Derrick Graham

No. 74, 77
- Position: Offensive tackle

Personal information
- Born: March 18, 1967 (age 59) Groveland, Florida, U.S.
- Listed height: 6 ft 4 in (1.93 m)
- Listed weight: 310 lb (141 kg)

Career information
- High school: Groveland
- College: Appalachian State
- NFL draft: 1990: 5th round, 124th overall pick

Career history
- Kansas City Chiefs (1990–1994); Carolina Panthers (1995); Seattle Seahawks (1996–1997); Oakland Raiders (1998); Los Angeles Xtreme (2001);

Career NFL statistics
- Games played: 99
- Games started: 60
- Stats at Pro Football Reference

= Derrick Graham (American football) =

American football player (born 1967)

Deltrice Andrea Graham (born March 18, 1967) is an American former professional football player who was an offensive tackle for four teams in the National Football League (NFL).

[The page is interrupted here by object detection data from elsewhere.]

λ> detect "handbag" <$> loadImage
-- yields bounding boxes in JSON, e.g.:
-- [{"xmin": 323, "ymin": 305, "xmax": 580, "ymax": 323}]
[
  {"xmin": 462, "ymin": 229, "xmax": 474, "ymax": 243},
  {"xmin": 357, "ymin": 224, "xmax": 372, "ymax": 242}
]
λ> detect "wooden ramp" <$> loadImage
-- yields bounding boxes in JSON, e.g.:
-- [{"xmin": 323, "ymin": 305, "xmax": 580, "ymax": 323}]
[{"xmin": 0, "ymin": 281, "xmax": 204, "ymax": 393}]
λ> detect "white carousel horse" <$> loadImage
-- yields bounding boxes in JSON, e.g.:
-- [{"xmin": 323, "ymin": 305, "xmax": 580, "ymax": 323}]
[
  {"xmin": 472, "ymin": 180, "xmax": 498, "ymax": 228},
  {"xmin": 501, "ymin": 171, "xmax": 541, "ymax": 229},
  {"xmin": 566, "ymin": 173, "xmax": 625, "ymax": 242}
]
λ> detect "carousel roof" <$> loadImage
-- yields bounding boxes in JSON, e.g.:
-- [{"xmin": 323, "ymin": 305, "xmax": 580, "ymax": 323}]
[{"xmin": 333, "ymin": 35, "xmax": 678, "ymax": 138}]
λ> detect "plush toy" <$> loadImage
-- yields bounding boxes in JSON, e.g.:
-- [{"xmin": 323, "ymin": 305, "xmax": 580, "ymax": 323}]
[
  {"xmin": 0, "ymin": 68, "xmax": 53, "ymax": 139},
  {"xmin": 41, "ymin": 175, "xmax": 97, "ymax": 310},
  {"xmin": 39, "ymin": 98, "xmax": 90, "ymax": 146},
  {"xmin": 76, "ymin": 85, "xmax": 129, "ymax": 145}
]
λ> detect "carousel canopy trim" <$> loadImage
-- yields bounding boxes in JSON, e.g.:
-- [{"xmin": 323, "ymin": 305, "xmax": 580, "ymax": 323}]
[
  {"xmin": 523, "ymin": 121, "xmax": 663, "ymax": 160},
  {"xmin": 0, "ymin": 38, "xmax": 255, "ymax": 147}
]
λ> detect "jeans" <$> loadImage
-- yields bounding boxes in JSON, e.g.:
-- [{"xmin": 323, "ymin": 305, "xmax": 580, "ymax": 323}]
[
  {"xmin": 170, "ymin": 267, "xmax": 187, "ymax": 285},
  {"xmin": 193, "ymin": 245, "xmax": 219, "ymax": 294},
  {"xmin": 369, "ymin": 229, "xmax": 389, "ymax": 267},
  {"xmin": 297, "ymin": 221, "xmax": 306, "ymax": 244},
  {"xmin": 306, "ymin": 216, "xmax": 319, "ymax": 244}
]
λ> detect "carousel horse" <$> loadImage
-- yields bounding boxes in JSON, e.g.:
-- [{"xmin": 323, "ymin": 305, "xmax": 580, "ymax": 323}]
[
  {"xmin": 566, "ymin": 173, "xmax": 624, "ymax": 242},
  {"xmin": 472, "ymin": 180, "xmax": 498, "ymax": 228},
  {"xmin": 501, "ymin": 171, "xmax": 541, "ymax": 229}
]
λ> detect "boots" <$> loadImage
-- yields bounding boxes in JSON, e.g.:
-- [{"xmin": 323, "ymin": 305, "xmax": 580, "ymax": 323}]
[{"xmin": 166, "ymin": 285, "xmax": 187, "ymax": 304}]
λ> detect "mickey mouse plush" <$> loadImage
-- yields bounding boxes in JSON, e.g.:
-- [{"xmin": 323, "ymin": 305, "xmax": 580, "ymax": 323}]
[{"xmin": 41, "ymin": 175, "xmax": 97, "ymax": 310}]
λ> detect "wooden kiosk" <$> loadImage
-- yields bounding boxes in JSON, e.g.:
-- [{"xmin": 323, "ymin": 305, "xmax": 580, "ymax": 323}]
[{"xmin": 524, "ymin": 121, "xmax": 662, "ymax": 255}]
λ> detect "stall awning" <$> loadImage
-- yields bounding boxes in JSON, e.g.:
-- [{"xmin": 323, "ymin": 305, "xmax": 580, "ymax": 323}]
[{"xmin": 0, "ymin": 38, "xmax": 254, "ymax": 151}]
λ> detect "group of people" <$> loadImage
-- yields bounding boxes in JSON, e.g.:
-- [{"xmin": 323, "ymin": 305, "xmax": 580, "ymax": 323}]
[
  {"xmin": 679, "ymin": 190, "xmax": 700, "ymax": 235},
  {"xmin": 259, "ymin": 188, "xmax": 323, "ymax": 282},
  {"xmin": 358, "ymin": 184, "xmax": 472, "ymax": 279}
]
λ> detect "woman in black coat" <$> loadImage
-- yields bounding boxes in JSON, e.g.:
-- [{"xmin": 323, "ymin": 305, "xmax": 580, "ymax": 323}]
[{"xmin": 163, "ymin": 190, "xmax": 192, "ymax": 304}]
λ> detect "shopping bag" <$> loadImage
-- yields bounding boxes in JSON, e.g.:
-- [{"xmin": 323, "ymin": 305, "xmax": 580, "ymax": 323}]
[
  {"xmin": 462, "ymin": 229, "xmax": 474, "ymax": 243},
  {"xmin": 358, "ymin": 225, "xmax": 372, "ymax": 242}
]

Graham was born in Groveland, Florida, where he attended Groveland High School. He played college football for the Appalachian State Mountaineers and was selected by the Kansas City Chiefs in the fifth round of the 1990 NFL draft with the 124th overall pick. He played for the Chiefs until 1994. Then he played for the Carolina Panthers in 1995, the Seattle Seahawks in 1996 and 1997, and the Oakland Raiders in 1998.